The champagne of national unity

According to a survey of 200,000 Americans, Miller High Life is the most bi-partisan of beers. Republicans favor Samuel Adams and, apparently, there are a lot of Democrats drinking Heineken. (Although one might argue that these results are heavily skewed, as the survey did not include either microbrews or microparties. God only knows what the Libertarians are drinking.) There's a chart. Yay, charts! (Via Kevin Zelnio)



    1. I guess we can rule out Sam Adams. He was a politician, and they want to get government out of their beer.

        1. In America, vodka is taxed by the machinery of the state.

          In Soviet Russia, the machinery of the state is taxed by vodka.

    2. A lot of “high gravity lagers” at 12%ABV made by “craft brewers” that have no address, distributor company name, phone number, or URI on the can.

    3. Libertarians are drinking Free Beer, of course!

      Or anything from 21st Amendment brewpub, or really just about anything they want.

  1. “God only knows what the Libertarians are drinking.”

    A golden chalice of delusional self righteousness and crocodile tears.

  2. I have to say I really thought “Miller-Lite” would be the universal one.

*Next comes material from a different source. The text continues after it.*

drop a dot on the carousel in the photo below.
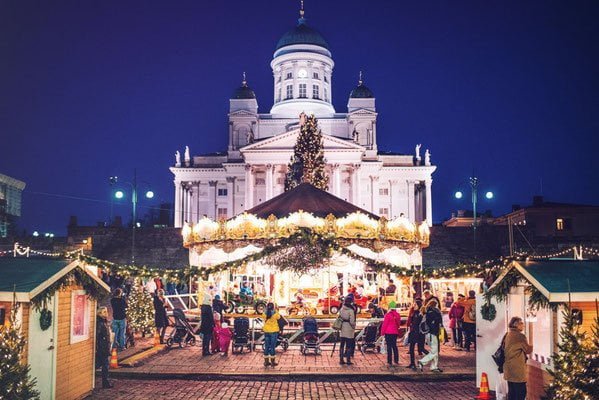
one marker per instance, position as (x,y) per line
(303,250)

I’ve done some time working in bars and no matter how many other great beers are on offer, from better tasting cheap beers to nicer crafts,  “Lite” would always outsell all of them, even Bud and Bud-Light. Proof that with enough advertising dollars you can make dudes think that drinking watery, wimpy, awful tasting beer is the epitome of manliness….

    1. I think that depends on where your located. When I was working in bars it was always Bud-Light and even finding Miller-Lite any place was a rarity.  And when I lived in Philly it was Yuengling or you get hit.

  3. Huh?  That’s odd.  According to this chart everyone I’ve ever played hockey with, and myself, should be a high turn-out Republican.  Who dafuq did they even ask? 

    Anyway, when it comes to good beer, we like to keep it local.  Bell’s Oberon in the summer, Wolverine State Premium or Amber the rest of the year.  Though, I do like Leinenkugel Sunset Wheat and Octoberfest to infill seasons, it’s just not quite as local.

  4. Interesting that this poll lacks representation from either of the largest American-owned beer companies (depending on how you define it).

    Pabst is the largest American-owned brewery, though some of their beer is brewed out of the US. Yuengling is the largest American-owned brewery that also brews all of its beer in the US.

    And Libertarians should be home-brewing!

    1. And Libertarians should be home-brewing!

      Why would people who are obsessed with free markets and commerce take a do-it-yourself approach?  Libertarians would want to buy beer from someone who was better at brewing beer than they were.  They also probably believe the brewers should be exempt from any sort of health or safety regulations.

      Anarchists should be home-brewing.  And they probably are.

        1. Not my preferred source of recipes, for sure.  You should try my anarchist 3-bean chili, though.  Now with more thermite!

    1. Republicans are concentrated in the Red States, which tend to be hot and humid.  If you’re out working in your yard in St. Louis MO, home of Anheuser Busch, and it’s 95 degrees and 95% humidity outside, a Budweiser is about the heaviest beer you can drink, and even a Bud Light’s pretty good, if it’s cold enough.  The kinds of thick heavy beers we drink in San Francisco weather don’t work so well there, and vice versa.

      1.  If you’re talking about ice cold, crisp lawnmower beers, give me a Pabst, Schlitz, or Mexican beer like Modelo. I don’t know how people drink Bud.  It’s a shame that PBR has a stigma to it too, because imho among the low budget macros it’s the most drinkable.  Not that that’s much of an achievement.

  5. Considering that Sam is a Boston originated beer, and therefore most Sam drinkers are Bostonians, and given that Boston is one of the nation’s most liberal towns, I find this completely bullshit.

  6. More like Miller Low Life, amirite?
    I used to drink MHL due to the fact that–in my area–it was the cheapest 12 pack by a buck.  The taste was plain/acceptable, but there was a slightly rank aftertaste and the hangovers were bad.  So now I pay the buck hipster tax for PBR.  Yeah, “it sucks” etc, but my beer-drinking is a utilitarian thing.  PBR tastes fine because it tastes like beer, and anything heavier does not compute in the Atlanta heat.

    I really wanted to support Yuengling.  Great taste at a great price, but–and this has been substantiated without prompting by two friends–we just can’t get fucked up on it.  The internet says the ABV is the same, but I swear it’s weaker than other beers.